Les PFAS, composés alkylés peret polyfluorés, sont un groupe de produits chimiques synthétiques qui, grâce à leur capacité à repousser l’eau, l’huile et la graisse, ont de multiples applications. Depuis les années 1970, ils sont par exemple utilisés dans la production de vêtements fonctionnels, d’extincteurs et de poêles à frire. Comme les substances à base de carbone et de fluor ne se dégradent pas, mais s’accumulent dans l’environnement et finalement dans le corps humain, on les appelle "produits chimiques éternels". Chez l’homme et l’animal, ces substances sont soupçonnées de provoquer divers problèmes de santé, comme le cancer, les maladies cardiovasculaires, l’obésité ou les troubles du développement. Certains PFAS sont déjà interdits, d’autres pourraient suivre.

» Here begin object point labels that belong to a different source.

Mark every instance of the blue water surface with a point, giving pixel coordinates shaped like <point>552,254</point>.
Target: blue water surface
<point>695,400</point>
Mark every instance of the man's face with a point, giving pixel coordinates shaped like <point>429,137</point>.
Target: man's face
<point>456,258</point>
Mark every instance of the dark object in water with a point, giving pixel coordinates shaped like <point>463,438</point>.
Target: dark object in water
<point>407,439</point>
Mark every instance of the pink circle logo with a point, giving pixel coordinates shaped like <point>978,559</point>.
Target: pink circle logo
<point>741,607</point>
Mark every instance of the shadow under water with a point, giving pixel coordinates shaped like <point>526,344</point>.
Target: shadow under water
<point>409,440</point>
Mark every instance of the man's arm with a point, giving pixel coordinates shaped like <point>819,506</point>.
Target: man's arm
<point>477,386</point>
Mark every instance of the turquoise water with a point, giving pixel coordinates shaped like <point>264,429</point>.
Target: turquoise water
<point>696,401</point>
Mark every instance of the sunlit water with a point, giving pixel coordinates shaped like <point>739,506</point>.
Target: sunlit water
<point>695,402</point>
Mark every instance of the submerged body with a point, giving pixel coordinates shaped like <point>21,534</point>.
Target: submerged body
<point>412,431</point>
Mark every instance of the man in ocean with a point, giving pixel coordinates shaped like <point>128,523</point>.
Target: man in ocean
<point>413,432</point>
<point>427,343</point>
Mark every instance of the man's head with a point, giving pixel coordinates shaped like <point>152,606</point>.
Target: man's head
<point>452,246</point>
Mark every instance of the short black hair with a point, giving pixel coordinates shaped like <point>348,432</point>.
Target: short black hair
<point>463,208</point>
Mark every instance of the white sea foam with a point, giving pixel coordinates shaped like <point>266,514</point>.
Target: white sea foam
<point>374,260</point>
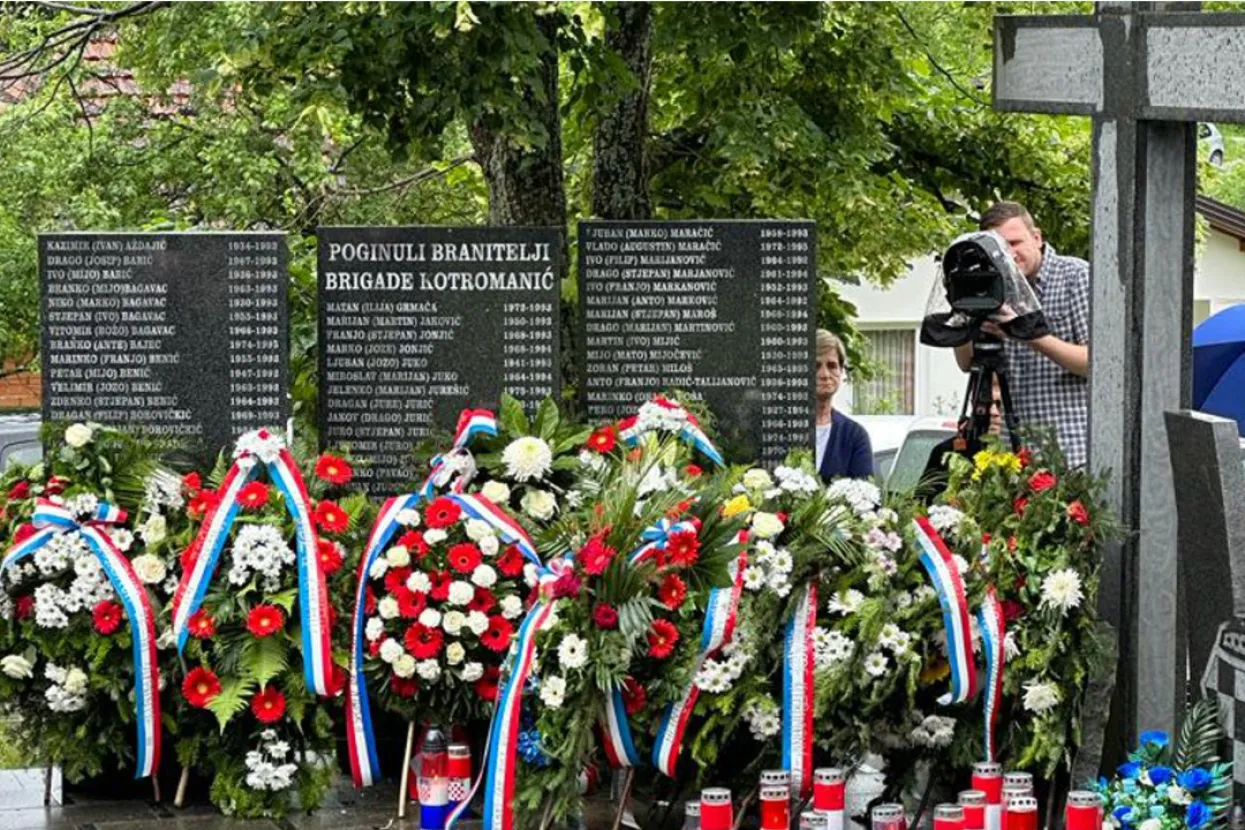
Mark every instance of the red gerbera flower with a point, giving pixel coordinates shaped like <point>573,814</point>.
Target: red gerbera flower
<point>486,687</point>
<point>603,439</point>
<point>483,601</point>
<point>682,549</point>
<point>634,697</point>
<point>465,556</point>
<point>422,641</point>
<point>253,495</point>
<point>672,591</point>
<point>396,578</point>
<point>411,604</point>
<point>199,687</point>
<point>331,518</point>
<point>595,556</point>
<point>265,620</point>
<point>107,616</point>
<point>330,556</point>
<point>333,469</point>
<point>268,706</point>
<point>662,637</point>
<point>441,513</point>
<point>201,625</point>
<point>441,581</point>
<point>604,616</point>
<point>497,636</point>
<point>511,561</point>
<point>413,541</point>
<point>404,686</point>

Dans les premières analyses de laboratoire, les textiles fabriqués à partir des nouvelles fibres avec un revêtement respectueux de l’environnement donnent déjà des résultats légèrement meilleurs que les tissus traditionnels enduits de PFAS. La quantité d’eau absorbée est plus faible, le temps de séchage est plus court. Mais les propriétés miraculeuses de l’enduction sans fluor n’apparaissent vraiment qu’après plusieurs lavages des textiles : alors que textiles extensibles avec une imprégnation PFAS traditionnelle souffrent déjà nettement, la fibre sans fluor reste à un niveau élevé. Elle est ainsi deux fois plus déperlante malgré les sollicitations et sèche beaucoup plus efficacement.

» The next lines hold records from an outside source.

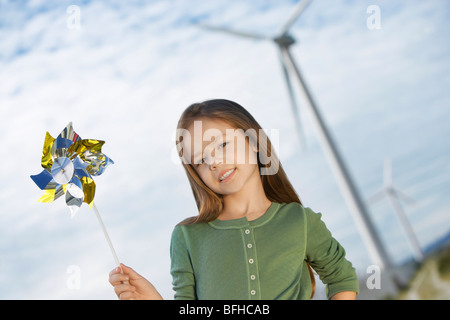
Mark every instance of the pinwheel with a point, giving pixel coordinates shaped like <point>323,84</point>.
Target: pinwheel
<point>69,163</point>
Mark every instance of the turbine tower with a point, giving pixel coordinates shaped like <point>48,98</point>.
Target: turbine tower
<point>394,196</point>
<point>284,41</point>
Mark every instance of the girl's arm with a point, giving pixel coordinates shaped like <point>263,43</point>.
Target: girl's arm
<point>130,285</point>
<point>344,295</point>
<point>327,258</point>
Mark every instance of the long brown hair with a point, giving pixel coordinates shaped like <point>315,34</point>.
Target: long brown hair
<point>277,186</point>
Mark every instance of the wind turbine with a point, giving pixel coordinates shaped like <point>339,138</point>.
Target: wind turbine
<point>395,196</point>
<point>284,41</point>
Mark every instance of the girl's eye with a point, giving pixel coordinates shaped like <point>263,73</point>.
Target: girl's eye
<point>223,144</point>
<point>200,162</point>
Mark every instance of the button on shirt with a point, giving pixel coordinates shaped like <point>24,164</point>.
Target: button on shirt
<point>258,259</point>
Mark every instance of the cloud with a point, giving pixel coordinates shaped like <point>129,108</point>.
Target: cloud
<point>132,68</point>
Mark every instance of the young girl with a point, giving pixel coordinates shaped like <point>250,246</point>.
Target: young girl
<point>252,238</point>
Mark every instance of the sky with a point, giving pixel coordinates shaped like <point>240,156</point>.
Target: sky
<point>123,72</point>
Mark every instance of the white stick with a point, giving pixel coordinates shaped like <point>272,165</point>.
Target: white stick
<point>106,235</point>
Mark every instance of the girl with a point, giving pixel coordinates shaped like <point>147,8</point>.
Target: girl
<point>252,238</point>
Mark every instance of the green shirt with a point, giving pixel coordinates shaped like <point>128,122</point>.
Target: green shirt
<point>259,259</point>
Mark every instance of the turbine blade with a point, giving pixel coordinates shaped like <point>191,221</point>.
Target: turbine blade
<point>377,196</point>
<point>301,6</point>
<point>387,172</point>
<point>405,198</point>
<point>295,109</point>
<point>233,32</point>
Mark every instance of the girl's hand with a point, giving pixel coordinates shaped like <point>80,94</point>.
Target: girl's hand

Dick Hegemann et son équipe s’emploient maintenant à faire évoluer le procédé de laboratoire sans fluor vers des processus industriels performants et économiquement viables. "L’industrie est très intéressée par la recherche d’alternatives durables aux PFAS", explique Dick Hegemann. Les entreprises textiles suisses Lothos KLG, beag Bäumlin & Ernst AG et AG Cilander sont donc déjà à bord lorsqu’il s’agit de développer des textiles écologiques sans fluor. "Une collaboration réussie qui combine les matériaux, la technologie des fibres et l’enduction plasma pour aboutir à une solution innovante, durable et efficace", déclare par exemple Dominik Pregger de Lothos. Bernd Schäfer, CEO de beag, ajoute : "La technologie est respectueuse de l’environnement et dispose en même temps d’un potentiel économique intéressant".